Life360 Community Services offers free entrepreneurship courses for the kids who register for the fair. They learn customer service, work ethic, financial development, and more.

“Within these courses,” Wiegand explains, “they learn fiscal responsibility. They learn customer service skills, they learn just the basics of entrepreneurship.”

And they all have big plans for the money they hope to see rolling in.

“We are putting it towards schooling,” the Drurys said.

“We’re saving for church camp,” the Neals added.

“I’m saving up to this $300 Like Nerf gun,” Acosta mentioned.

Near the front of the shop is Adalia Ligon’s kiosk. It has soaps and candles, bags and earrings. She’s expanding an idea from her older sister, Elseya.

“Whenever I was six, and she was 10,” Adalia said, “she started making earrings. And she learned how to sew. So I want to do it too.”

The money she makes is going to Rescue One, the non-profit supporting foster dogs until they can find their forever homes.

“Sometimes there’s not enough money for them to get taken care of fully,” Adalia said.

Over the years, Adalia’s family has had more than 80 fosters.
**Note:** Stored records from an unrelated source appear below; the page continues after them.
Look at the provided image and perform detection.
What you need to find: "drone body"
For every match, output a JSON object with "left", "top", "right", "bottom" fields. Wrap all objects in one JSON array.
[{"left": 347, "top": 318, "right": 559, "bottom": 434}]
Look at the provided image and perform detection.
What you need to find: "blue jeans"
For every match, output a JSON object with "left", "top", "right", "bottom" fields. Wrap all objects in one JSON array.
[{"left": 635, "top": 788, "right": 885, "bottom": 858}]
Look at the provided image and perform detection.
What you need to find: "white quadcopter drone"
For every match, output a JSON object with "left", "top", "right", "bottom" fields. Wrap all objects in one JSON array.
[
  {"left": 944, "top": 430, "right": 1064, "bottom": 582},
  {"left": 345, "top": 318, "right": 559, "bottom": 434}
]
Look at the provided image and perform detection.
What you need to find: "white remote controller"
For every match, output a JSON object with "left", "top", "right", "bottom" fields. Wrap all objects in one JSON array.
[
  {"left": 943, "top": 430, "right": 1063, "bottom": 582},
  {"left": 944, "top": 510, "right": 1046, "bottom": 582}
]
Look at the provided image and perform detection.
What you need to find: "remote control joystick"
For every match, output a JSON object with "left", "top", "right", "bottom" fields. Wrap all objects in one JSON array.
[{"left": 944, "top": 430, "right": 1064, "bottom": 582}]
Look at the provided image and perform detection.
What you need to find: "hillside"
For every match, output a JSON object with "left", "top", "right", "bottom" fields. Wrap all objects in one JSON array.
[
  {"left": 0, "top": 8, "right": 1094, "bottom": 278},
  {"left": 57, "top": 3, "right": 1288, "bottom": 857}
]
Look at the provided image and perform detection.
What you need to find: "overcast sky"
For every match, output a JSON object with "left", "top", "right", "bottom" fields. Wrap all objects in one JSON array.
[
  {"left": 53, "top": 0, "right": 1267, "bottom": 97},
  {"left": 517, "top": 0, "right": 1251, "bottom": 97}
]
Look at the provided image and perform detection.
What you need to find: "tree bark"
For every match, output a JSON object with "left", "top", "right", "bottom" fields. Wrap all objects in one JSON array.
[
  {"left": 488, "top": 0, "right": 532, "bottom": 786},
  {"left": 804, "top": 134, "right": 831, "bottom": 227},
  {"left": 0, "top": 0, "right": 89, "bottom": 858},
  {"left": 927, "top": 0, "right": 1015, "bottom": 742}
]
And so sales from her kiosk will help these strays, rescues, and surrenders get the medical care they need before adoption.

“We had one that was $10,000 at one point in medical care,” Adalia said. “It makes me feel like I’m able to help in some way, or more than just fostering them.”

These kiosks are up for six months at the Life 360 Fairbanks building on Broadway. They’ll be replaced by the winners of the next, business fair which is scheduled for April.